The two new additions are the S&P Palestine Broad Market Index (BMI), which aims to capture at least 80 per cent of PEX’s market capitalisation, and the Dow Jones Palestine Total Stock Market Index (TSM), which aims for 95 per cent of the Exchange’s float-adjusted market capitalisation, Davies explained. Since testing began in September 2012, he added, the stand alone BMI index had achieved a 41 per cent cumulative annual return, a figure which compares favourably with the Pan-Arab Composition Index at 24.5 per cent and the S&P Composition Index at about 30.2 per cent.
Despite general skepticism about the progress of Kerry’s peace talks, investors are more confident that he will succeed in brokering a deal, the news agency, Bloomberg, quoted Aweidah as saying in mid-January. “If there’s a framework agreement, it’ll be a game changer” for the Exchange. There’s certainly a lot of optimism in the market about the direction of the political negotiations…. The time to invest in Palestinian stocks is now.”
Success in the talks would, according to a recent study by the International Monetary Fund, boost economic growth in the Territories by 35 per cent over the next five and a half years, or about 6.5% a year on average, compared with 1.5 per cent in 2013. This includes Palestinians gaining control of the land, water and resources in Area C, which forms almost two-thirds of the West Bank, which is currently under Israeli military occupation. The IMF adds that an agreement would significantly reduce the Palestinian Authority’s dependence on foreign aid, greatly enhance employment and lower poverty levels. Local entrepreneurs are investing in modern factories, like this one outside Hebron. Photo: Palden Jenkins, paldywan.blogspot.co.uk.
Business confidence in the West Bank is also rising, according to Palestinian analysts, because of higher optimism among entrepreneurs and in the industrial sector, especially in food, textiles, chemical, pharmaceutical, engineering, plastics and construction. The Palestinian Monetary Authority reported in mid-February that its monthly index, the PMA Business Cycle Indicator, had risen from minus 1.44 in the West Bank in January to a positive 8.25 in February. Negative business sentiment in the Gaza Strip also improved, as industrialists reportedly felt more optimistic about the continuous US efforts to stimulate the peace process between Palestinians and Israelis and less fearful of a continuing deterioration in security conditions. The northern West Bank city of Jenin is to be the site of a vital new power plant due to be built by a Palestinian company. Photo: Palden Jenkins, paldywan.blogspot.co.uk.

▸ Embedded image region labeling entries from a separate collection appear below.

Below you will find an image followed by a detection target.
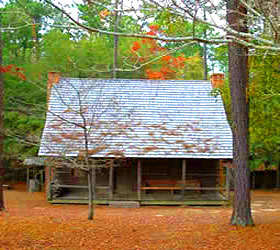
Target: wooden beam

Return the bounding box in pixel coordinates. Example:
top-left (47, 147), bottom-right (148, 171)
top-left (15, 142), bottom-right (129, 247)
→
top-left (109, 167), bottom-right (114, 200)
top-left (26, 168), bottom-right (29, 192)
top-left (137, 159), bottom-right (142, 201)
top-left (226, 167), bottom-right (230, 200)
top-left (182, 159), bottom-right (187, 199)
top-left (276, 166), bottom-right (280, 189)
top-left (46, 166), bottom-right (52, 200)
top-left (252, 171), bottom-right (256, 189)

If an accord is agreed, Aweidah revealed, as many as four family-owned businesses in Palestine may also opt to sell shares on the Exchange through initial public offerings (IPO’s). The Palestine Power Generating Company (PPGC), he added, could follow suit.
PPGC is planning to build a $300 million power plant in Jenin in the West Bank which will be fuelled by gas from the giant offshore Leviathan field in the Mediterranean under a $1.2 billion, 20-year deal agreed in January. PPGC’s leading shareholders include the Palestine Electric Company, the builders of Palestine’s first independent power plant, and the industrial conglomerate, PADICO, both of which are quoted on the PEX.